City’s 2021 budget passes by mayoral tie-breaker
The city of Merrill’s 2021 budget may have been approved during last week’s common council meeting, but it didn’t come without contention. In fact, the vote to pass an ordinance adopting next year’s budget resulted in a 4-4 council deadlock, leading to a tie-breaker vote in favor, by Mayor Derek Woellner.
The 2021 budget as approved, rang in at $15,621,220, with a tax levy of $5,776,084; down $33,918 (.58%) from the 2020 levy. Included within the 2021 budget is 1% wage increases effective December 21, 2020 and June 21, 2021 for Non-Union employees, except for seasonal Limited Term Employees (LTEs) and Election Officials.

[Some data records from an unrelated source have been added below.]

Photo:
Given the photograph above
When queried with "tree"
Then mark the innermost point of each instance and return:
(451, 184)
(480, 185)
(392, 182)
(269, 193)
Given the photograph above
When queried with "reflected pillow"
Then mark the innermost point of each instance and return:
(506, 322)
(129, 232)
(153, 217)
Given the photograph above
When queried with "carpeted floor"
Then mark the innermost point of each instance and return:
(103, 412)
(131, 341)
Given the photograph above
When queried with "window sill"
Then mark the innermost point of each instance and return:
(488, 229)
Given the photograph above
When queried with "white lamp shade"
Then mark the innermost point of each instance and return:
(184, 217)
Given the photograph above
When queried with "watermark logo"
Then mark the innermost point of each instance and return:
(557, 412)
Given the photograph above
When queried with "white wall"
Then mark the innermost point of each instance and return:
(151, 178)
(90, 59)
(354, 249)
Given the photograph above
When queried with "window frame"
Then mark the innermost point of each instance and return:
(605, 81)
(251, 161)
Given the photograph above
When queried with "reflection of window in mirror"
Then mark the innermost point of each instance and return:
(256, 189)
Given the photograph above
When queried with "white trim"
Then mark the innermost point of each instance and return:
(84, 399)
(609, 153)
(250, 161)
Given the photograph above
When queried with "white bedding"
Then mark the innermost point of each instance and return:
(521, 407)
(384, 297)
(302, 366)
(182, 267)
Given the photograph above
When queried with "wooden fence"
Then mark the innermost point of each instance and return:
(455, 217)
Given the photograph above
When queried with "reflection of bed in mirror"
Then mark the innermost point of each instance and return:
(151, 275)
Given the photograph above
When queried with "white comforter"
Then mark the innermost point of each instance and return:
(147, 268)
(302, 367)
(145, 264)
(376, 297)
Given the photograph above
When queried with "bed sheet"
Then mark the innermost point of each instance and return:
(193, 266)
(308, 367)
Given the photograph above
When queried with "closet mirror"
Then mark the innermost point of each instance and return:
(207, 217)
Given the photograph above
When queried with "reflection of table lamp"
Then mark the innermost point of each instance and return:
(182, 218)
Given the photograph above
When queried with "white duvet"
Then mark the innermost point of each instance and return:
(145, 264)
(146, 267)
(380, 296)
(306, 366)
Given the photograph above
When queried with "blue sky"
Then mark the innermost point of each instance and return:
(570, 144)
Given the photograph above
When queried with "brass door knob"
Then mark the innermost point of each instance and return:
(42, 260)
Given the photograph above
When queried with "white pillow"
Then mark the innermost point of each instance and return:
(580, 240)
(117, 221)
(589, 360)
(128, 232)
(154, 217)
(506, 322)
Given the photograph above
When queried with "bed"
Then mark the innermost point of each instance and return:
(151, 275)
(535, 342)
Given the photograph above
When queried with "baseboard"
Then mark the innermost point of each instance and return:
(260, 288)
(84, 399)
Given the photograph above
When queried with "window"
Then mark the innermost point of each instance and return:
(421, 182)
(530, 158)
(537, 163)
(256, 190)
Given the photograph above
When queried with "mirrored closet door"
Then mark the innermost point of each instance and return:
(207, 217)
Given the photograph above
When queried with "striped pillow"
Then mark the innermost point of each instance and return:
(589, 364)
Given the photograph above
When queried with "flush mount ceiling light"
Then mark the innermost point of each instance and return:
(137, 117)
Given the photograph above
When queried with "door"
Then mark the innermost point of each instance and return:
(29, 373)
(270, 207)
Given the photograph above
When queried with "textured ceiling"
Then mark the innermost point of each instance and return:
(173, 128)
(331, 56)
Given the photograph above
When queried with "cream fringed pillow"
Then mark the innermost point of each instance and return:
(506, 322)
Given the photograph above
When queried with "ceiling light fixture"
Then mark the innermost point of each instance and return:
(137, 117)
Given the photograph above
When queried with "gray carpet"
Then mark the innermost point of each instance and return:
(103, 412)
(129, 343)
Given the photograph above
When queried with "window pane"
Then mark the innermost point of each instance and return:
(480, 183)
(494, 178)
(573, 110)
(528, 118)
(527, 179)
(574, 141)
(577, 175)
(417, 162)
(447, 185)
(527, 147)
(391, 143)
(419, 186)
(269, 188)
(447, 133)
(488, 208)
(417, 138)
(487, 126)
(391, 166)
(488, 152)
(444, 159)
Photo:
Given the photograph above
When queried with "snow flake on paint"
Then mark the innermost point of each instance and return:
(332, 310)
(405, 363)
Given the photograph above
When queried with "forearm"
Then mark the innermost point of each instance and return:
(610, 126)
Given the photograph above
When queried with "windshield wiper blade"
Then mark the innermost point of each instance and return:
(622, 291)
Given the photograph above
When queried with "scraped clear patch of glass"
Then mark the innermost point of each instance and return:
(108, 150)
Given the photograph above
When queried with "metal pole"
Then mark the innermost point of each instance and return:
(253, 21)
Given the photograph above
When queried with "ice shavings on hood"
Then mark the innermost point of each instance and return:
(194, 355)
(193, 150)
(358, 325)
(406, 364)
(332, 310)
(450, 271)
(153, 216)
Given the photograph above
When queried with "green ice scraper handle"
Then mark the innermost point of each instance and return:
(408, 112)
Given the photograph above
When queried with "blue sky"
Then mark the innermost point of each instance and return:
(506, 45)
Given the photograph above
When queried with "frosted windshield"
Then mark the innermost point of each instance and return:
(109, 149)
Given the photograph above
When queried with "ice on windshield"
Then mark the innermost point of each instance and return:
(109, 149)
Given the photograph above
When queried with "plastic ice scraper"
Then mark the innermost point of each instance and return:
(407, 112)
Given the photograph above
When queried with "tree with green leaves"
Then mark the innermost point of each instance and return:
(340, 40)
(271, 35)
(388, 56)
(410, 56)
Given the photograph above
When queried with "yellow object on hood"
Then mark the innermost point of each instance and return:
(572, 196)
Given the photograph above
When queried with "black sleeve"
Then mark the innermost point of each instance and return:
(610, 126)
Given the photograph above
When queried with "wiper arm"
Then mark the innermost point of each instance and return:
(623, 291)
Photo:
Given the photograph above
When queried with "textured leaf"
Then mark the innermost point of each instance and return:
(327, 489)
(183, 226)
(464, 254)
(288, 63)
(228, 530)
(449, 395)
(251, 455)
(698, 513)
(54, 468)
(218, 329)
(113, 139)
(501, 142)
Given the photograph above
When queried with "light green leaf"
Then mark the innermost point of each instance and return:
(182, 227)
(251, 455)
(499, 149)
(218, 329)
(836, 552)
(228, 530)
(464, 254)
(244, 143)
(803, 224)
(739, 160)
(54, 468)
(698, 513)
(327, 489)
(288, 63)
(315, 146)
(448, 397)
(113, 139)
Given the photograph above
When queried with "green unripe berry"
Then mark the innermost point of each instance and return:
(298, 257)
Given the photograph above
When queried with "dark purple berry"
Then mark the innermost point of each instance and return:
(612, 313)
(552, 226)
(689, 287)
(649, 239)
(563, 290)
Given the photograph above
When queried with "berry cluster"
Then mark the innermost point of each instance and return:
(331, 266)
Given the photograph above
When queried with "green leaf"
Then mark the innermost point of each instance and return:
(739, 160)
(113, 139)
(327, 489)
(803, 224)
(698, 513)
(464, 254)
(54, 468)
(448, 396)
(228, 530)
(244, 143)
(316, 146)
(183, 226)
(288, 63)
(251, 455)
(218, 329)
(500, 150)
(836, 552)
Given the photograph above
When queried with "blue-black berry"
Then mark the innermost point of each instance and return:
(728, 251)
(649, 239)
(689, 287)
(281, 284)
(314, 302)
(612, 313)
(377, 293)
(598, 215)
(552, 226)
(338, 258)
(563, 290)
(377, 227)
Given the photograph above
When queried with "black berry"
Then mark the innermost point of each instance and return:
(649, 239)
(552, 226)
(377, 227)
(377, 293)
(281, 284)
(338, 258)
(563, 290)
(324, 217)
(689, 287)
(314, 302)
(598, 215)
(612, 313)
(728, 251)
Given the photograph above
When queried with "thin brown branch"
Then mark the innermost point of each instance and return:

Topping the list in terms of departmental budgets is the Merrill Police Department ($2,649,393), Merrill Fire Department ($1,400,112) and the City’s Street Department ($1,560,577). Several city departments reflected considerable savings compared to their 2020 budget.
The city’s IT department tops that list in overall savings with a budget of $180,950, down $13,300 from last year’s $192,500 operating budget. Staffing costs in the city clerk/treasurer’s office is down $8,082 from last year, with a 2021 operating budget of $158,276. Other department budgets showing reductions include the City Administrator’s Office ($3,432 in savings) and City Hall custodial and maintenance services ($2,229 savings). Another area of savings is the city’s Garbage Collection services ($22,468) and recycling ($20,593).
As for department’s reflecting increases in operating budgets, the City Building Inspector/Zoning office budget topped out at $120,965, up $2,460 from last year. The City Clerk’s office budget reflects a $1,770 increase from 2020 ($90,385) as well as Municipal Court costs ($1,501.)
During discussion last Tuesday night, 2nd District Alderman Steve Hass voiced opposition to the passage of the budget as presented, citing concerns with the hangars at Merrill Municipal Airport being partially funded by Tax Increment Financing (TIF) as well as concerns with borrowing associated with the city’s trash and recycling services.
According to City Administrator Dave Johnson, the city’s recycling services will switch to automated collection in mid-2021.
“This will afford staff resource efficiencies through automated trucks. This allows the shift of two employee positions to other priority functions, including city streets personnel for sidewalk and concrete work and a third parks laborer position.”
“The people of the eighth district say no,” added 8th District Alderman Steve Sabatke, who also dissented. “I represent the people of the eighth district and I am concerned for them. We’re approaching our debt limit, we are borrowing too much and I also believe some of our priorities are misplaced. ”Others standing opposed were 4th District Alderman Steve Osness and 6th District Alderman Mike Rick.
“I think we have done our due diligence,” Woellner stated, before casting the tie-breaker vote. “We have spent a lot of time talking about this, a lot of good points have been made to approve this, so I’ll vote yes.”
Johnson was seemingly pleased with the outcome of Tuesday’s meeting. “After numerous meetings to work through the budget I am pleased that we have successfully passed a 2021 budget,” he said.
“I am disappointed that after crafting a 2021 City budget with no increase for Merrill property owners the Mayor was forced to break a 4-4 tie vote to pass the budget. Any increase in property taxes will not be coming from the city but rather from the county, MAPS, or NTC, over which the city has no control. I disagree with an Alderman’s statement that ‘some of our priorities are misplaced,’ Our priorities are where they need to be, that is providing quality services, economic development and redevelopment, and investing in infrastructure.”